Sunday 2 May 1669

(Lord’s day). Up, and by water to White Hall, and there visit my Lord Sandwich, who, after about two months’ absence at Hinchingbroke, come to town last night. I saw him, and very kind; and I am glad he is so, I having not wrote to him all the time, my eyes indeed not letting me. Here with Sir Charles Herbert [Harbord], and my Lord Hinchingbroke, and Sidney, we looked upon the picture of Tangier, designed by Charles Herbert [Harbord], and drawn by Dancre, which my Lord Sandwich admires, as being the truest picture that ever he’s saw in his life: and it is indeed very pretty, and I will be at the cost of having one of them. Thence with them to White Hall, and there walked out the sermon, with one or other; and then saw the Duke of York after sermon, and he talked to me a little; and so away back by water home, and after dinner got my wife to read, and then by coach, she and I, to the Park, and there spent the evening with much pleasure, it proving clear after a little shower, and we mighty fine as yesterday, and people mightily pleased with our coach, as I perceived; but I had not on my fine suit, being really afeard to wear it, it being so fine with the gold lace, though not gay. So home and to supper, and my wife to read, and Tom, my Nepotisme, and then to bed.

8 Annotations

Terry Foreman  •  Link

"the picture of Tangier, designed by Charles Herbert [Harbord], and drawn by Dancre, which my Lord Sandwich admires, as being the truest picture that ever he’s saw in his life:"

See pepsie's 18 Jan 1669 post about such ventures:

The drawings of Tangier by Wenceslaus Hollar in the British Museum show why he was sent to do them later in 1669 (see the one linked by peopsie, then click forward for more to get a sense of the terrain there).

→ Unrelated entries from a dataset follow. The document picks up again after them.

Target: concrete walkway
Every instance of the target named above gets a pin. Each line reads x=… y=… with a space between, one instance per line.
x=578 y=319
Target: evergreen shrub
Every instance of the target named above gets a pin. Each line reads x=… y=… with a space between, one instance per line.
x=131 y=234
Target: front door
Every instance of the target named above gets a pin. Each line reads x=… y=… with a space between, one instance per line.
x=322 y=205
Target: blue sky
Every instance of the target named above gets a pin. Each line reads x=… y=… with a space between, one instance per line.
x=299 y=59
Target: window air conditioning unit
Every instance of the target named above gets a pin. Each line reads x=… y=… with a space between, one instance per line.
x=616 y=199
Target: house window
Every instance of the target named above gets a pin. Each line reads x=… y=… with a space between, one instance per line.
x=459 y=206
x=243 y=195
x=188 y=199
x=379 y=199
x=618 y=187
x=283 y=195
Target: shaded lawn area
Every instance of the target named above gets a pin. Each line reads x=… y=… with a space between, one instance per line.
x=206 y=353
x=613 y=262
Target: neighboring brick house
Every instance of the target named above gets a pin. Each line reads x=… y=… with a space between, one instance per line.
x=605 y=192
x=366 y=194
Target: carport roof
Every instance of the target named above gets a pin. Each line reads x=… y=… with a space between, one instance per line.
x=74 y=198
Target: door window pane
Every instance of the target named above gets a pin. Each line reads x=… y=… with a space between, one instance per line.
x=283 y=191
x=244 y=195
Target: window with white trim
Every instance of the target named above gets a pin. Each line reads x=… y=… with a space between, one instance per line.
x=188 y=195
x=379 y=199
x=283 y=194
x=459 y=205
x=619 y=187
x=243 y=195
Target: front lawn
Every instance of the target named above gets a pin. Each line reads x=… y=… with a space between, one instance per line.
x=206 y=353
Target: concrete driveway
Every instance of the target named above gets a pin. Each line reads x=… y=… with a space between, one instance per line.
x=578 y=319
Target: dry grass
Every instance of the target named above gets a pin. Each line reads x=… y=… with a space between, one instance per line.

Peter Easton (PHE)  •  Link

Entries of today and yesterday show the unique charm of Sam's diaries. His concerns about looking too flashy or 'gay' in his new suit and coach again show his honest self-reflection. They are feelings most of us have had when buying something a bit flashy (clothes / new hair cut / car). We want to show off; but worried people will think us vain or ridiculous; but irritated if no-one seems to notice!

Australian Susan  •  Link

I wonder if Sam thought his rich attire might attract thieves or beggars?

Robert Gertz  •  Link

I think there's a dollop of practical career fear here too. Sam is likely concerned lest the Duke or the "Cabal" members see him sporting his wealth...Let alone some of the angrier members of Parliament. It could make Jamie wonder, give Buckingham's new people in the Navy something to hit at Sam with, or make him the subject of criticism in Parliament. All devoutly not to be wished, just as modern politicians fear being seen living too high a style. ("I am proud to be the husband of the originator of the new household economy for millionaires..." FDR to Eleanor Roosevelt after a disasterous New York Times article during WWI.} We still see Sam occasionally nervous to be seen at a play by Jamie or Charles, though less so these days.

Claire  •  Link

"...though not gay." Heaven help me, my 21st c. knee-jerk reaction was, "Not that there's anything wrong with that!"
I mourn the loss of the original meaning of the word.

Claire  •  Link

And I now must correct myself. It nagged at me that, almost certainly, "happy or cheerful" was NOT the meaning of gay in Pepys' time.
In 1637, the Oxford English Dictionary defined “gay” as being addicted to the pursuit of physical and social pleasures.
Sam does well to worry.

Don McCahill  •  Link

I wonder what Sandwich thinks. 10 years ago, Sam was his assistant, barely grubbing by. Now he attracts the attention of the King's brother!

And does Sandwich still own Sam money?

How things change.

Andrew Hamilton  •  Link


By "not gay" I think Sam means not too showy. See OED, gay, adj. 4.